In fact, such a statement demonstrates that the probability of a “hard landing” has substantially increased.

We have been in the camp that believes that we are not heading to NIRP (Negative Interest Rate Policy) and ZIRP (Zero Interest Rate Policy) in the coming decade as several headwinds (geopolitics, fiscal dominance) exist.

However, JayPo’s statement raises eyebrows and concerns regarding the health of the US economy.

Moving on to equity markets, our apprehensions about AI are now entering mainstream media. In our May Portfolio Update, we wrote that the AI will be “INFLATIONARY”, contrary to what everybody expects if the big tech plans fructify.

Sequoia concluded with an article mentioning that the tech industry needs $600B in AI revenue to justify the money spent on GPUs and data centres.

So, we think there are two possibilities/outcomes:

  • Either from the next 2Qs, we will see massive increases in the subscription prices of the AI products at a time when consumers are suffering.

  • Or, capex plans will suddenly be delayed, and semiconductor companies' order books will dry up.

Considering the macro backdrop, we had a lot of churn in our portfolio in the past few weeks.

Today, we will analyse a wide range of global macro data and examine the state of the global economy in more detail.


US!

Since we had the Half-Yearly review last week, we missed one of the most important indicators the Fed considers when charting the course of its monetary policy.

The PCE derived from the CPI and PPI aligned with the estimates. The culprit dragging down the headline number is Core Goods (similar to the CPI).

The Supercore or the Services Ex-Housing is turning out to be sticky at 3.4%. Note that from 2010 to 2020 (pre-COVID), the Services Ex-Housing was stubborn at 2% while the Core Goods were mostly in deflationary territory.

Nonetheless, we must keep a close eye on the inflation trajectory, as various tailwinds may lead to a resurgence in inflation in H2.

This week began with all important ISM Manufacturing data, which we track closely to gauge the cyclical activity in the US economy.

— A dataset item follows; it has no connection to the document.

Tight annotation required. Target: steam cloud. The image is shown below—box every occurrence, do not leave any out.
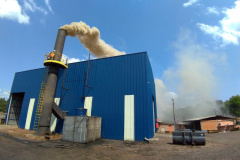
[155,30,227,123]
[60,21,125,58]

Though the headline number moved back to the contraction territory (below 50), New Orders Less Inventories jumped higher.

While New Orders Less Inventories typically signal a rise in ISM Manufacturing in the coming months, our comprehensive analysis of various macro data points suggests we should await further evidence to confirm this.

While ISM Manufacturing has been weak for the last 12-15 months, the surprise of the week was the Services PMI, which has been the strength of the US economy in the last few quarters.

ISM Chair Miller said in the statement:

“The June Services PMI indicates the overall economy is contracting for the first time in 17 months”.

Well, this is because the composite PMI (ISM Services + ISM Manufacturing) printed below 50 for the first time in 17 months.

When we dig deeper, ISM Services was a complete howler.

Everything except prices is contracting, which, if it continues, questions the credibility of “robust” economic data from government sources.